The legal practitioner wanted the court to restrain the CBN from further approving, printing, and issuing naira notes with Arabic inscriptions, concluding that Nigeria is a secular state.

The Central Bank of Nigeria however repelled the move opposing any move to take away the Arabic logo inscription on the Naira notes.

In the counter-affidavit, the CBN said contrary to Omirhobo’s claimed the Ajamiinscriptions on some of the country’s currencies do not connote any religious meaning or carry an Arabian alignment.

CBN through Federal High Court said  it would cost a huge amount of money to discard the existing notes and print new ones without it, adding that the Arabic inscription is not a symbol or mark of Islam, but an inscription to help non-English speakers or uneducated populace who are literate in it to ease trade.

The CBN also tackled the lawyer on the claim that the Arabic inscriptions were a threat to Nigeria’s secular status.

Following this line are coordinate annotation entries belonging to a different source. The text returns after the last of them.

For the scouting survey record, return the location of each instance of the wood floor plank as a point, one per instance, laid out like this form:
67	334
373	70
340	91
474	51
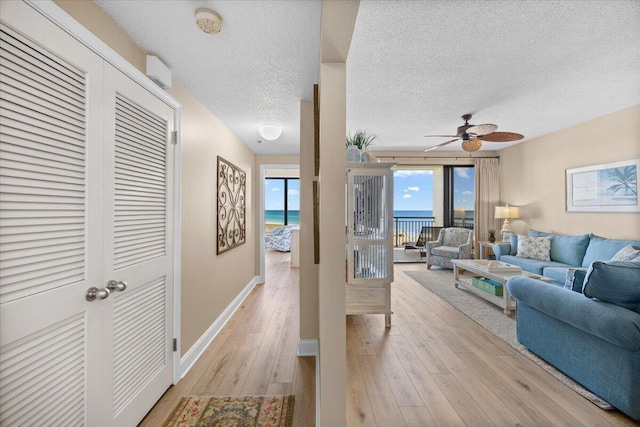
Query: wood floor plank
359	411
436	403
461	373
237	368
466	407
403	389
304	390
417	416
284	366
383	403
577	406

The apex bank said, “The inscriptions on the country’s currencies do not and at no time have they threatened the secular statehood of the nation nor have they violated the Constitution of Nigeria, as every design and inscription was finalized with the approval of the relevant government bodies.’

 The CBN explained that the “Ajami inscriptions” on the naira notes dated back to the colonial era and they do not imply that Arabic is an official language of Nigeria.

The Ajami was inscribed on the country’s currency by the colonialists to aid those without Western education in certain part of the country who, back then, constituted a larger part of the populace. The Ajami is not a symbol or mark of Islam but an inscription to aid the populace uneducated in Western education in ease of trade.